Inter-rater reliability
A final type of reliability that is commonly assessed in psychological research is called “interrater reliability”. Inter-rater reliability is used when judges are asked to code some stimuli, and the analyst wants to know how much those judges agree. If the judges are making continuous ratings, the analyst can simply calculate a correlation between the judges’ responses. More commonly, judges are asked to make categorical decisions about stimuli. In this case, reliability is assessed via Cohen’s kappa.

To obtain Cohen’s kappa in SPSS, you first must set up your data file in the appropriate manner. The codes from each judge should be represented as separate variables in the data set. For example, suppose a researcher asked participants to list their thoughts about a persuasive message. Each judge was given a spreadsheet with one thought per row. The two judges were then asked to code each thought as: 1 = neutral response to the message, 2 = positive response to the message, 3 = negative response to the message, or 4 = irrelevant thought. Once both judges have rendered their codes, the analyst should create an SPSS data file with two columns, one for each judge.s codes.

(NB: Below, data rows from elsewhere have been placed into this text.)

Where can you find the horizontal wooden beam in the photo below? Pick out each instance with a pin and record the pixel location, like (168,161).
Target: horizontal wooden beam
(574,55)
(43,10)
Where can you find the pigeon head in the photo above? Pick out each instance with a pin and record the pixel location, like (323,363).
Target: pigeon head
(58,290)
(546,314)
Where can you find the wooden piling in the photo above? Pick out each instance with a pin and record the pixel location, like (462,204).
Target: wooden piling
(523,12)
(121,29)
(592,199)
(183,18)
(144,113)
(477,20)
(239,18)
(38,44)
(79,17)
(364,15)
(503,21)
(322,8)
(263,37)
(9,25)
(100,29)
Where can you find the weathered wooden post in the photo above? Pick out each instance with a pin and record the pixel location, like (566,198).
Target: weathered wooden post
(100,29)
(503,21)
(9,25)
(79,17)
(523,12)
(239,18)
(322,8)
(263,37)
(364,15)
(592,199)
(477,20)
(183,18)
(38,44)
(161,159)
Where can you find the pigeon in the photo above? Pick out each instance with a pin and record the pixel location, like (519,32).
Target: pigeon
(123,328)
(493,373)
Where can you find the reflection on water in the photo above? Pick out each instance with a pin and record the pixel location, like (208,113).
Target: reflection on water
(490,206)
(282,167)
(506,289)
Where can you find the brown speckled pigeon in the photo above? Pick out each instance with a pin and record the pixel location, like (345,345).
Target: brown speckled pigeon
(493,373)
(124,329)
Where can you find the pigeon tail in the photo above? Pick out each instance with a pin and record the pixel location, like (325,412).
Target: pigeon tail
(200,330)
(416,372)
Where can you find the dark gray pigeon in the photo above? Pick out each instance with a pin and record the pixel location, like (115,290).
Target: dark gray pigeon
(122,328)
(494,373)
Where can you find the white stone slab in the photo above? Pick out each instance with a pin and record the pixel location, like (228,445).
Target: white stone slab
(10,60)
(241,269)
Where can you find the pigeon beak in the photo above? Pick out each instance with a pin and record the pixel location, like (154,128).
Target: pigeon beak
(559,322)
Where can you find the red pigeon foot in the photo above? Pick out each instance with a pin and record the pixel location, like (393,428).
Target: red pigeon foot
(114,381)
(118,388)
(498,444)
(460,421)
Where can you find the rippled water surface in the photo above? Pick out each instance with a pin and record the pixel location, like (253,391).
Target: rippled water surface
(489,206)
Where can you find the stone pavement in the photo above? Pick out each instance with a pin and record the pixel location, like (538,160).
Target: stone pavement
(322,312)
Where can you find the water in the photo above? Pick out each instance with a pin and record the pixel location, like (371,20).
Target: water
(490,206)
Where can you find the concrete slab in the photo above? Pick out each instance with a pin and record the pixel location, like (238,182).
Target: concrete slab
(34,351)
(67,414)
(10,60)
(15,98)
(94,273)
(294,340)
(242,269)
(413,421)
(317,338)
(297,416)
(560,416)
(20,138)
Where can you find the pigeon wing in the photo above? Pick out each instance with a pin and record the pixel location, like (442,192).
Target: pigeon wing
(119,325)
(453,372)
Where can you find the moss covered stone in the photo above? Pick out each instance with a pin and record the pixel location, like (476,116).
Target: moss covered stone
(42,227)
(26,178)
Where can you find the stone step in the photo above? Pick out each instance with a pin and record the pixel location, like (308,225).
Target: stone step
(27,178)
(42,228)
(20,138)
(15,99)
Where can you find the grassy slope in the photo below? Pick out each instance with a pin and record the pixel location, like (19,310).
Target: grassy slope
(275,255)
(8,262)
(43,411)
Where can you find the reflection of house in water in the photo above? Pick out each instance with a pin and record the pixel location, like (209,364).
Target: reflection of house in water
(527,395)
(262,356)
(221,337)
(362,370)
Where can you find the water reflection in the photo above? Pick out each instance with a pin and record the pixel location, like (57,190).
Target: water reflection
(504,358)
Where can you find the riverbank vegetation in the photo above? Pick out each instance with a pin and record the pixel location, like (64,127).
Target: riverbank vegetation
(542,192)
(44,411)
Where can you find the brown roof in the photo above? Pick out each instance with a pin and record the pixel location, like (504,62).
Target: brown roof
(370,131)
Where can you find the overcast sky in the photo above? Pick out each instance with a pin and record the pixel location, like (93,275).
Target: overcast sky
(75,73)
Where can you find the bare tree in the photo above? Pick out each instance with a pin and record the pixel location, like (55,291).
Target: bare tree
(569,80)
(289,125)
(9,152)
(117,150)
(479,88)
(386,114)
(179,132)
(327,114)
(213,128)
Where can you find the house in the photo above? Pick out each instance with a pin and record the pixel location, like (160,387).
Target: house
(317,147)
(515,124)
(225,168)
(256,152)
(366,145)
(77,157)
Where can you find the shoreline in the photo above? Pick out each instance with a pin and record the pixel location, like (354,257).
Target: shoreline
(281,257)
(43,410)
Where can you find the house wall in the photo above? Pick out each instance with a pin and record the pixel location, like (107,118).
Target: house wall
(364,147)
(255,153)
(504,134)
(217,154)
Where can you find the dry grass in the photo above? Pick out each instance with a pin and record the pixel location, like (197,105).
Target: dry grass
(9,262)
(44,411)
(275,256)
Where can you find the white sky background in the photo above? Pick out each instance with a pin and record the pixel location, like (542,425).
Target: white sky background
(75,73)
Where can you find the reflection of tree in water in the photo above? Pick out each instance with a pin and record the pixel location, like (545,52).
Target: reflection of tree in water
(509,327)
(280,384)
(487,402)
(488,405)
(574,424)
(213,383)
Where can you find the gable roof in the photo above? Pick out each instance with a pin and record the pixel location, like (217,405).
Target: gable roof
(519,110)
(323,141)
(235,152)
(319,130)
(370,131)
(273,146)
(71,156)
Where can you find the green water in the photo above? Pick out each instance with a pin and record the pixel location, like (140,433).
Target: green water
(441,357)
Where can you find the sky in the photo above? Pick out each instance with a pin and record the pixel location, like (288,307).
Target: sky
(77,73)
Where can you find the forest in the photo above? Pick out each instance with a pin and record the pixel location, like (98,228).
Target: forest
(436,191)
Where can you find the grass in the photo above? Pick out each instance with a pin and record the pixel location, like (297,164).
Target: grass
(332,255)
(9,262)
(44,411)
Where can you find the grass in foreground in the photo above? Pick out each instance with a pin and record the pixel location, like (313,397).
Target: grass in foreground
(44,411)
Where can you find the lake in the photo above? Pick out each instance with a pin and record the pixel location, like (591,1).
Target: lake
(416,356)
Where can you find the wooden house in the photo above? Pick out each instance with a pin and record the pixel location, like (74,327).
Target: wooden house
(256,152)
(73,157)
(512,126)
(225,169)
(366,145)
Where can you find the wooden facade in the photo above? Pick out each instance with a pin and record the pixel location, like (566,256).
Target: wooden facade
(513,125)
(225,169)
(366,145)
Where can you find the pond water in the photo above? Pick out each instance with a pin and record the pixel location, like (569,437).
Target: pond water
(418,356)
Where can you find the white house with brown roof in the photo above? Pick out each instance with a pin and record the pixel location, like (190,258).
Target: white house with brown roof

To obtain Cohen’s kappa in SPSS
Choose Analyze then go to Descriptives then go to Crosstabs.
Place Judge A.s responses in the Row(s) box.
Place Judge B.s responses in the Column(s) box.
Click the Statistics button.
Check the box next to Kappa.
Click the Continue button.
Click the OK button.

The output from this analysis will contain the following sections.
Case Processing Summary. Reports the number observations on which you have ratings from both of your judges.
Crosstabulation. This table lists all the reported values from each judge and the number of times each combination of codes was rendered. For example, assuming that each judge used all the codes in the thought-listing example (e.g., code values 1 - 4), the output would contain a cross-tabulation table like this:
 Judge A * Judge B Crosstabulation Count Judge B Total 1.00 2.00 3.00 4.00 Judge A 1.00 5 1 6 2.00 5 1 6 3.00 1 7 8 4.00 7 7 Total 5 7 8 7 27

The counts on the diagonal represent agreements. That is, these counts represent the number of times both Judges A and B coded a thought with a 1, 2, 3, or 4. The more agreements, the better the inter-rater reliability. Values not on the diagonal represent disagreements. In this example, we can see that there was one occasion when Judge A coded a thought in category 1 but Judge B coded that same thought in category 2. Symmetric Measures. The value of kappa can be found in this section at the intersection of the Kappa row and the Value column. This section also reports a p-value for the Kappa, but this is not typically used in reliability analysis.

Note that a kappa cannot be computed on a non-symmetric table. For instance, if Judge A had used codes 1 - 4, but Judge B never used code 1 at all, the table would not be symmetric. This is because there would be 4 rows for Judge A but only 3 columns for Judge B. Should you have this situation, you should first determine which values are not used by both judges. You then change each instance of these codes to some other value that is not the value chosen by the opposite judge. Since the original code was a mismatch, you can preserve the original amount of agreement by simply changing the value to a different mismatch. This way you can remove the unbalanced code from your scheme while retaining the information from every observation. You can then use the kappa obtained from this revised data set as an accurate measure of the reliability of the original codes.